Notes:  According to [L+02] the characters that support tritylodonts as the sister of mammaliforms are strongly localized to the orbital wall and sphenoid region. Characters of the jaw joint, mandible and palate point to tritheledonts. ATW020223.
Pachygenelius: P. monus Watson 1913; P. broomi Crompton 1958 (= Diarthrognathus broomi).
Range: Early Jurassic of South Africa, possibly North America. P. monus: Red Beds and Cave Sandstone (Middle and Upper Elliot Formation), Orange Free State, Red Beds and Cave Sandstone (Middle and Upper Elliot Formation), Orange Free State and Lesotho, South Africa, of Hettangian to Sinemurian age. P. broomi: Clarens Formation, Orange Free State, South Africa, of Sinemurian / early Pliensbachian age.
Phylogeny: Tritheledontidae: Chaliminia + *.
Image: Pachygenelius jaw (~2 cm), Parrsboro, Nova Scotia. From the Nova Scotia Museum Fossils of Nova Scotia Website. © 1998 Nova Scotia Museum and used by permission.
Links: parrs.htm; Tritheledont tooth; JURASSIC CYNODONTS; Tritylodontidae and Tritheledontidae, an internet directory; UNIVERSIDAD CAECE- Cursos y Seminarios.
Notes:  Pachygenelius ?monus has also been reported from the Early Jurassic of Nova Scotia. But while it is not unlikely that this jaw might belong to Pachygenelius (or a similiar form), a species attribution, or even an unambigious genus attribution, is very unlikely.  Diarthrognathus broomi is based on two juvenile specimens which are possibly, though not certainly, referable to P. monus. This then is either a synonym of the earlier P. monus or a distinct but closely related species, probably a descendent. Although a specific distinction may prove to be valid, it is doubtful that generic differences exist. MAK010421. ATW020601.

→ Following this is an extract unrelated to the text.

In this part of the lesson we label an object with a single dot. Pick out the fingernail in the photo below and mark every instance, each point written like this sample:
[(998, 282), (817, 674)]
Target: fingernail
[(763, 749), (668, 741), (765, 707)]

Chaliminia: C. musteloides Bonaparte 1978.
Range: Late Triassic to Early Jurassic of South America, Los Colorados Formation, Argentina, of late Norian to Hettangian age.

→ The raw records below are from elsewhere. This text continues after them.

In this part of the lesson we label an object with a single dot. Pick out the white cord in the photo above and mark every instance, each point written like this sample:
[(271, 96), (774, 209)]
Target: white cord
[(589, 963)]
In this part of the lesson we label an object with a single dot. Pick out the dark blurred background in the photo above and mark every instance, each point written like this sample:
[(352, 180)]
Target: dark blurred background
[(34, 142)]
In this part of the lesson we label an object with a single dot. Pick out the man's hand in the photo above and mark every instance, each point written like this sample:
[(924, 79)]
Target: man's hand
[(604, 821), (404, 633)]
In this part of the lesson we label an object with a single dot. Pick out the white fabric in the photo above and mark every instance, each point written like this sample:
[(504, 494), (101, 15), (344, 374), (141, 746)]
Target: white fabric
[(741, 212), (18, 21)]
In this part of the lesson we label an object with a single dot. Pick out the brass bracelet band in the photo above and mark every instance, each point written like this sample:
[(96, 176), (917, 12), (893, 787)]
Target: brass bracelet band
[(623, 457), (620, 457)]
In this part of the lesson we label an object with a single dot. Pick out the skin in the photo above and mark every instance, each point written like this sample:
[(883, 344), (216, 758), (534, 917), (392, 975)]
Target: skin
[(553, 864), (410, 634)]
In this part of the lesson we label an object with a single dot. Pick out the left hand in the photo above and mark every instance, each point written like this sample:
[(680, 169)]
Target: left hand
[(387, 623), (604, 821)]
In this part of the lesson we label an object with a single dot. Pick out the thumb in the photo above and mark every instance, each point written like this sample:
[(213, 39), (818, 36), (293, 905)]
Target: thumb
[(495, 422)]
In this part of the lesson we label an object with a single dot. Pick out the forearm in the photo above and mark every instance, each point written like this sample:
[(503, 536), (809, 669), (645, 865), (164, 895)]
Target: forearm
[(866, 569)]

Phylogeny: Tritheledontidae: Pachygenelius + *.
Links: Tritheledont tooth; JURASSIC CYNODONTS; Tritylodontidae and Tritheledontidae, an internet directory; UNIVERSIDAD CAECE- Cursos y Seminarios.
Notes: The only known Triassic tritheledont, and part of a highly endemic fauna, which makes it difficult to correlate. However although the Los Colorados Formation is usually considered latest Triassic (Late Norian /Rhaetian), Jose Bonparte says somewhere (I can't find the exact passage...) that the fauna may not be isochronous. So it is possible that the upper part of the Los Colorados may be Hettangian (earliest Jurassic). That would fit in Chaliminia with the other tritheledonts. MAK010421. ATW020601.